Our choice of holiday place was heavily influenced by a 50% discount promotion of a caravan holiday homes in Cornwall besides the fact that the western tip of that county is probably my most favourite place in UK. I've been there at least 4 times and I have always loved the vibes of the area and the beautiful coastal sceneries that could rival any in the world. This time around I've got the whole family with me plus Tony nephew, Dennis, with his kids J and K. We stayed in a caravan park called Weststar Holiday Park in Mullion which is in the Lizard Peninsula.

I'm chronicling here in four parts the places we visited in Cornwall. As usual, these posts will be picture intensive. If you want a bigger view just click on the picture itself. First off, we went to this place called Kynance Cove in the Lizard peninsula.

We had to pay £3.00 to park our car but it was well worth it.

The path leading to the cove is downhill and winding. Later on you have to go down a steep path down a cliff to get to the beach itself.

Then you get a view of this awesome sight of cliffs, massive rocks, fine white sand beach and clear aquamarine waters. For awhile you could think that it's a Hollywood movie set - everything was perfectly arranged as if it was someone's handiwork. Mother nature is truly a great artist.

It was breathtaking so much so that J2 said - "I didn't know there were places as beautiful as this in England!"

The waters were so clean and the beach so pristine that we can't help wading in.

There were a lot of beautiful and intriguing rock formations.

Everywhere you turn ...

... you see a lot of beautiful rock formations, little nooks ...

... and a lot of caves carved out by the sea into the solid rock faces of the cliffs. We had a great time exploring these. I could just imagine pirates of old times coming here to hide things, do business, etc.

We actually loved it so much that we went back again in the afternoon on the same day. We sat hunkered down in the western edge only for about 15 minutes when a lady kindly told us that the tide was coming in and we need to get to the other side so we won't get cut off from the exit steps in the cliffs. Thank goodness for that we got out with just minutes to spare.

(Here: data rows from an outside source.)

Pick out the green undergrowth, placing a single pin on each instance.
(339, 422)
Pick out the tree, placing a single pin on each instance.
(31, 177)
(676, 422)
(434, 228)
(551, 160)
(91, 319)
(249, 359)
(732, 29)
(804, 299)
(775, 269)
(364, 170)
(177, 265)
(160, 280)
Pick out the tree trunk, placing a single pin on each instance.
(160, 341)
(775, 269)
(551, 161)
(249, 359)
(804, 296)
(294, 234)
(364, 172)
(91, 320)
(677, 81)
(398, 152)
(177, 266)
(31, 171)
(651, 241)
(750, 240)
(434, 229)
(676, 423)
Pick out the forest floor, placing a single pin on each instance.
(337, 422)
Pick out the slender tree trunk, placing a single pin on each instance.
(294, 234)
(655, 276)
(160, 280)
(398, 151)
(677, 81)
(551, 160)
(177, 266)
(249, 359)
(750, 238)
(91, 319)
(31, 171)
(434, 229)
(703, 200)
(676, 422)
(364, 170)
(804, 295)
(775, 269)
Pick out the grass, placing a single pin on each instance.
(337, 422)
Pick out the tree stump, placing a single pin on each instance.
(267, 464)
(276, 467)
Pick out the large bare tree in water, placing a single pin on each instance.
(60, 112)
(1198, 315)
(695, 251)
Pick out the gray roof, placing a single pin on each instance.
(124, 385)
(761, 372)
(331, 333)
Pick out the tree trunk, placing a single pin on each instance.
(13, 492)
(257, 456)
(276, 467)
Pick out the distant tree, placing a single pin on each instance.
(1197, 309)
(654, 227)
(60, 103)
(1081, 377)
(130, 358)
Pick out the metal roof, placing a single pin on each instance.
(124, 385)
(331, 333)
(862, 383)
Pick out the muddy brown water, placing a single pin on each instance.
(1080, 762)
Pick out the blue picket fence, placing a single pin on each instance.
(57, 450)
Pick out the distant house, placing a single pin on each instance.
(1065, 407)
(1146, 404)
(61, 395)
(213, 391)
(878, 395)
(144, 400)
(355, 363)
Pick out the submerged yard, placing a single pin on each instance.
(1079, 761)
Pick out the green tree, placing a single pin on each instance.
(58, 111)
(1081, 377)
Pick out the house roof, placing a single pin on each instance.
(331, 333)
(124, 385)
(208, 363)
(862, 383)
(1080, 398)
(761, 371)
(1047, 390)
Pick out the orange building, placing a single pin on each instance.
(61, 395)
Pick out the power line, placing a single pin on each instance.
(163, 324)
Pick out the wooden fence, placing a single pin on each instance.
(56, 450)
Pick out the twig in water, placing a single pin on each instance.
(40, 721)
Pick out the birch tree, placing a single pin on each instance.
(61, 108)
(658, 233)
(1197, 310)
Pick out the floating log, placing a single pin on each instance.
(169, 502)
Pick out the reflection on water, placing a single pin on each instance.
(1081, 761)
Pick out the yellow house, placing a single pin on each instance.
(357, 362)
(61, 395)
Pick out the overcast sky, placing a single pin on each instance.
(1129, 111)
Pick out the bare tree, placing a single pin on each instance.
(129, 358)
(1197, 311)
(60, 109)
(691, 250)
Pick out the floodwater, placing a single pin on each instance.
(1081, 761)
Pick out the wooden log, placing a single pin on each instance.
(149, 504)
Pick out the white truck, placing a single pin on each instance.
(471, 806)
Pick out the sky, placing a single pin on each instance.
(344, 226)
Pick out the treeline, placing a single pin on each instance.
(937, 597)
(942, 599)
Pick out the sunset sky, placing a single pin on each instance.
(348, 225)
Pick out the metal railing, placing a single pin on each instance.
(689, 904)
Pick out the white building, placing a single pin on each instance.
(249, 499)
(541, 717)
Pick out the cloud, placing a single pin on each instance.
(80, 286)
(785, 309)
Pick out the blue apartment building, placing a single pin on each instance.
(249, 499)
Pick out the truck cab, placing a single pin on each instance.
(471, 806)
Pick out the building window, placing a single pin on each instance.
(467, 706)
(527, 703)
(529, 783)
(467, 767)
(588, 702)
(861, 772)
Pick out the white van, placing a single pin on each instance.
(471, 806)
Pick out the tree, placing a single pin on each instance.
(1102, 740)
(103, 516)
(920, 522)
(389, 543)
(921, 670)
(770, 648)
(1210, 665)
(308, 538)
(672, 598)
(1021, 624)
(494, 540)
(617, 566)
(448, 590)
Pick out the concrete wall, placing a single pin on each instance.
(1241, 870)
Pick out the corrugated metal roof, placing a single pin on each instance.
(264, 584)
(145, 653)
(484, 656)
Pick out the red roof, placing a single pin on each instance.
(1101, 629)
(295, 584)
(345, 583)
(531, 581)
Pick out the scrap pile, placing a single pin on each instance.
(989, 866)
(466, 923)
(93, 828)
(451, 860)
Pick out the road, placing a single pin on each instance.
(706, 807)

Sadly we have to leave Kynance cove. Here's a last look at a truly beautiful place.

Thursday, February 08, 2007

Foire de Geneve

I visited my sister and her new son last November in Geneva. She just gave birth about a month before and we coincided the visit with a birthday break for myself and J3's very first airplane ride. Mind you, Easyjet wasn't too bad just make sure you outrun everybody in boarding so you'll get the best seats.

While there, it was fortunate that the Foire de Geneve (Geneva Fair) was in full swing. It's sort of like a covered market with stalls exhibiting or selling a myriad of things and services - from carpets, jacuzzi, kitchens, clothes, to food. As you might have guessed I was totalled engrossed in them, sampling, ogling and sometimes actually forking out to buy.

There was quite a number of Christmas decors and items on display with a matching Santa asking kids on his knees what their wishes were.

Let's start the food exhibits with this stalling selling different fruit flavoured sweets.

This is (I think) a sort of toffee made with butter and milk.

Now I love this stall where I got the lovely smooth delicious foie gras mousse pate. The lady selling these made me taste the foie gras generously spread over a slice of baguette with some fig-chocolate chutney. Oh it was absolutely delicious! So that's how I got 2 additional jars, one of fig-chocolate chutney and a onion-chocolate confit.

Next one was heaving with so many sausages you can hardly see the people behind the counter. All the products were made by a local Geneve company. They did have a wide range on display - from salami, dry and fresh sausages, peperoni, venison salami, etc.

A genuine Italian elateria had this luscious array of fruit flavoured ice creams in their stall. You can just imagine the long queue we had to endure before we could partake of these cool confections.